Blocks two locations together if they are within a certain distance.

This isn't precise, and can include pairs that are actually up to about 2x larger than the given threshold. This is because we use a simple grid to bin the coordinates, so 1. This isn't accurate near the poles, and 2. This isn't accurate near the international date line (longitude 180/-180). 3. If two coords fall within opposite corners of the same grid cell, they will be blocked together even if they are further apart than the precision, due to the diagonal distance being longer than the horizontal or vertical distance.

Examples:

>>> import ibis
>>> from mismo.lib.geo import CoordinateBlocker
>>> ibis.options.interactive = True
>>> conn = ibis.duckdb.connect()
>>> left = conn.create_table(
...    "left",
...    {"latlon": [{"lat": 0, "lon": 2}]},
... )
>>> right = conn.create_table(
...     "right",
...     {
...         "latitude": [0, 1, 2],
...         "longitude": [2, 3, 4],
...     },
... )
>>> blocker = CoordinateBlocker(
...     distance_km=10,
...     name="within_10_km",
...     left_coord="latlon",
...     right_lat="latitude",
...     right_lon="longitude",
... )
>>> blocker(left, right)
┏━━━━━━━━━━━━━━━━━━━━━━━━━━━━━━━━┳━━━━━━━━━━━━┳━━━━━━━━━━━━━┓
┃ latlon_l                       ┃ latitude_r ┃ longitude_r ┃
┡━━━━━━━━━━━━━━━━━━━━━━━━━━━━━━━━╇━━━━━━━━━━━━╇━━━━━━━━━━━━━┩
│ struct<lat: int64, lon: int64> │ int64      │ int64       │
├────────────────────────────────┼────────────┼─────────────┤
│ {'lat': 0, 'lon': 2}           │          0 │           2 │
└────────────────────────────────┴────────────┴─────────────┘

mismo.lib.geo.CoordinateBlocker.coord: str | Deferred | Callable[[ir.Table], ir.StructColumn] | None = None class-attribute instance-attribute

The column in both tables containing the struct<lat: float, lon: float> coordinates.
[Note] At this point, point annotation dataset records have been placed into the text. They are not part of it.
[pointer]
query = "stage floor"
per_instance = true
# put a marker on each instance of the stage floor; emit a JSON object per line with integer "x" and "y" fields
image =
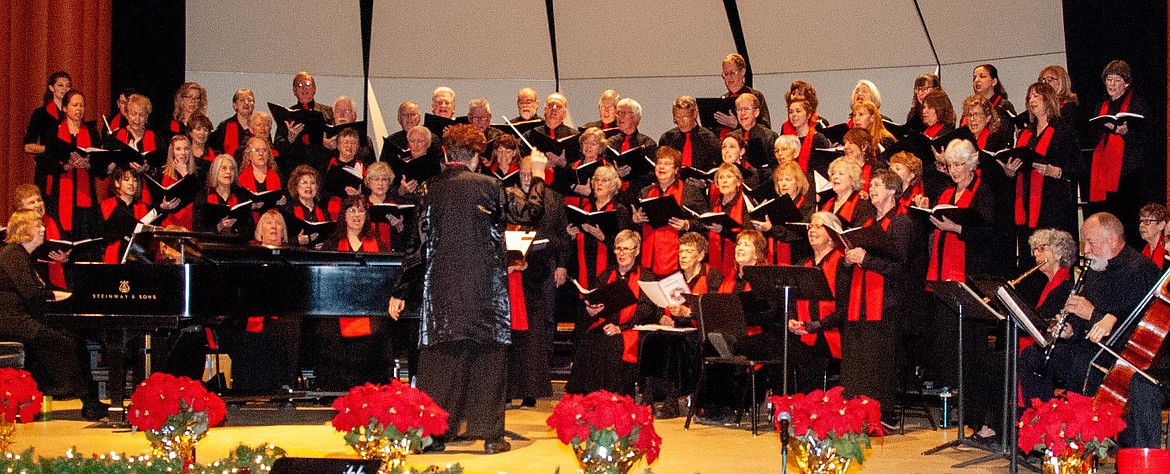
{"x": 305, "y": 432}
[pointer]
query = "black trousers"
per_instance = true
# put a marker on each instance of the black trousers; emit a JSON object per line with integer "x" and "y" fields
{"x": 468, "y": 379}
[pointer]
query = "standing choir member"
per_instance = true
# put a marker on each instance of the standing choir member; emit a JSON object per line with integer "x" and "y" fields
{"x": 606, "y": 355}
{"x": 461, "y": 284}
{"x": 534, "y": 323}
{"x": 233, "y": 131}
{"x": 660, "y": 245}
{"x": 42, "y": 126}
{"x": 700, "y": 148}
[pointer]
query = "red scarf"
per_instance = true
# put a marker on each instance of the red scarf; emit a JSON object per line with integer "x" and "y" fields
{"x": 1031, "y": 217}
{"x": 660, "y": 246}
{"x": 868, "y": 286}
{"x": 603, "y": 249}
{"x": 1107, "y": 157}
{"x": 1160, "y": 253}
{"x": 721, "y": 253}
{"x": 74, "y": 184}
{"x": 824, "y": 308}
{"x": 950, "y": 263}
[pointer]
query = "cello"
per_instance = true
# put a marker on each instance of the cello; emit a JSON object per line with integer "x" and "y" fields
{"x": 1142, "y": 348}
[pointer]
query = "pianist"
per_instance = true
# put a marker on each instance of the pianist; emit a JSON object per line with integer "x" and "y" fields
{"x": 57, "y": 361}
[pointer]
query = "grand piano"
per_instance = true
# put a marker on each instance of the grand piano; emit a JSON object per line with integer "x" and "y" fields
{"x": 212, "y": 280}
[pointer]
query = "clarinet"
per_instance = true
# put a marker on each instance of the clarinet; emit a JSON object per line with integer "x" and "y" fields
{"x": 1062, "y": 316}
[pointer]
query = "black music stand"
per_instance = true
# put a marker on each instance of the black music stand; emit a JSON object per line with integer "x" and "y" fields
{"x": 965, "y": 303}
{"x": 790, "y": 282}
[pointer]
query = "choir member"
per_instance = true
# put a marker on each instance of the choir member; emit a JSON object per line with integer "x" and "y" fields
{"x": 786, "y": 246}
{"x": 345, "y": 162}
{"x": 191, "y": 98}
{"x": 758, "y": 136}
{"x": 817, "y": 323}
{"x": 867, "y": 117}
{"x": 923, "y": 84}
{"x": 660, "y": 245}
{"x": 605, "y": 357}
{"x": 630, "y": 115}
{"x": 71, "y": 193}
{"x": 700, "y": 146}
{"x": 733, "y": 201}
{"x": 122, "y": 212}
{"x": 534, "y": 322}
{"x": 1151, "y": 225}
{"x": 351, "y": 351}
{"x": 57, "y": 359}
{"x": 442, "y": 102}
{"x": 303, "y": 189}
{"x": 233, "y": 131}
{"x": 593, "y": 245}
{"x": 199, "y": 129}
{"x": 846, "y": 203}
{"x": 1122, "y": 176}
{"x": 800, "y": 119}
{"x": 606, "y": 110}
{"x": 527, "y": 104}
{"x": 479, "y": 114}
{"x": 42, "y": 126}
{"x": 1045, "y": 194}
{"x": 266, "y": 350}
{"x": 667, "y": 361}
{"x": 407, "y": 118}
{"x": 735, "y": 70}
{"x": 985, "y": 82}
{"x": 592, "y": 144}
{"x": 224, "y": 190}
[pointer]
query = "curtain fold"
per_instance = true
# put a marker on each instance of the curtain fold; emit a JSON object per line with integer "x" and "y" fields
{"x": 36, "y": 39}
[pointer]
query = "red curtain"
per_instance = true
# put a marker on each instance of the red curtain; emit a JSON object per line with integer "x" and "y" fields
{"x": 36, "y": 39}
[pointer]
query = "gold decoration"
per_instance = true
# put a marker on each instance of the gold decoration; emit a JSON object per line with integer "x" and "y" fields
{"x": 606, "y": 460}
{"x": 391, "y": 452}
{"x": 7, "y": 432}
{"x": 816, "y": 455}
{"x": 1072, "y": 461}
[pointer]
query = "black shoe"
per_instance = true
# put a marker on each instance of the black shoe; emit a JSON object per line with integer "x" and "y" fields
{"x": 94, "y": 411}
{"x": 496, "y": 446}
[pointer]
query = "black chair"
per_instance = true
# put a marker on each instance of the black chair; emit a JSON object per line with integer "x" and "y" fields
{"x": 722, "y": 323}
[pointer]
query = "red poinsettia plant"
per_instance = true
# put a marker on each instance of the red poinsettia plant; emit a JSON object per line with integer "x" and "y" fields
{"x": 608, "y": 420}
{"x": 1069, "y": 421}
{"x": 394, "y": 411}
{"x": 828, "y": 417}
{"x": 165, "y": 405}
{"x": 19, "y": 396}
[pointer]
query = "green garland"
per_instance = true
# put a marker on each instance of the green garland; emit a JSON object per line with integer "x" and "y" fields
{"x": 259, "y": 459}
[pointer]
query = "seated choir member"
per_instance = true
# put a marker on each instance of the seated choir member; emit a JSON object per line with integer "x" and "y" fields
{"x": 266, "y": 350}
{"x": 592, "y": 146}
{"x": 303, "y": 189}
{"x": 605, "y": 357}
{"x": 606, "y": 111}
{"x": 700, "y": 146}
{"x": 786, "y": 246}
{"x": 660, "y": 246}
{"x": 350, "y": 351}
{"x": 191, "y": 98}
{"x": 233, "y": 131}
{"x": 1151, "y": 225}
{"x": 1115, "y": 283}
{"x": 668, "y": 359}
{"x": 222, "y": 190}
{"x": 845, "y": 177}
{"x": 957, "y": 251}
{"x": 70, "y": 191}
{"x": 57, "y": 361}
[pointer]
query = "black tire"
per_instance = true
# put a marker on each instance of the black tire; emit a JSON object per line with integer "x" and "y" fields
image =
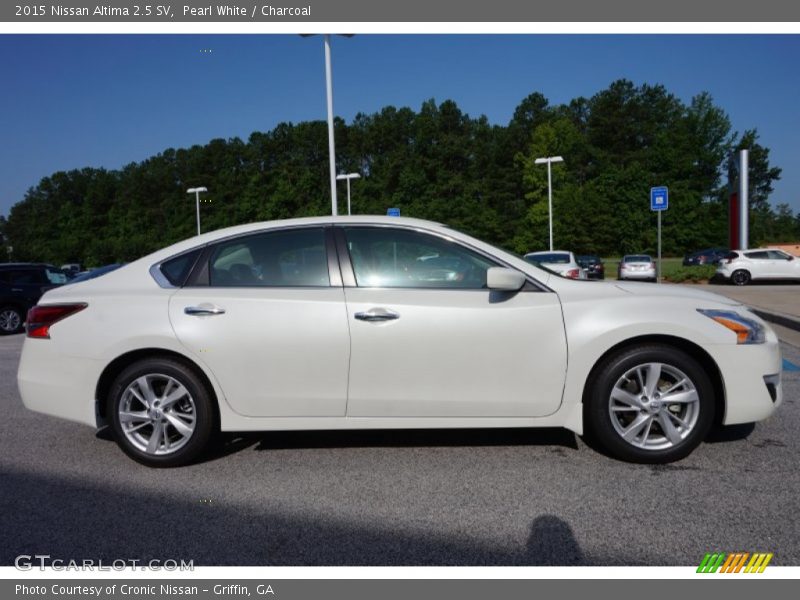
{"x": 607, "y": 430}
{"x": 740, "y": 277}
{"x": 11, "y": 320}
{"x": 197, "y": 403}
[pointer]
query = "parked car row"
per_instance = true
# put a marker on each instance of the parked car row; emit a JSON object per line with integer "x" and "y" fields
{"x": 708, "y": 256}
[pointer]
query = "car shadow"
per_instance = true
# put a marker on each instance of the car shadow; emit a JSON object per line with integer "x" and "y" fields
{"x": 228, "y": 443}
{"x": 423, "y": 438}
{"x": 729, "y": 433}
mismo.lib.geo.CoordinateBlocker.distance_km: float | int instance-attribute

The (approx) max distance in kilometers that two coords will be blocked together.

mismo.lib.geo.CoordinateBlocker.lat: str | Deferred | Callable[[ir.Table], ir.FloatingColumn] | None = None class-attribute instance-attribute

The column in both tables containing the latitude coordinates.

mismo.lib.geo.CoordinateBlocker.left_coord: str | Deferred | Callable[[ir.Table], ir.StructColumn] | None = None class-attribute instance-attribute

The column in the left tables containing the struct<lat: float, lon: float> coordinates.

mismo.lib.geo.CoordinateBlocker.left_lat: str | Deferred | Callable[[ir.Table], ir.FloatingColumn] | None = None class-attribute instance-attribute

The column in the left tables containing the latitude coordinates.

mismo.lib.geo.CoordinateBlocker.left_lon: str | Deferred | Callable[[ir.Table], ir.FloatingColumn] | None = None class-attribute instance-attribute

The column in the left tables containing the longitude coordinates.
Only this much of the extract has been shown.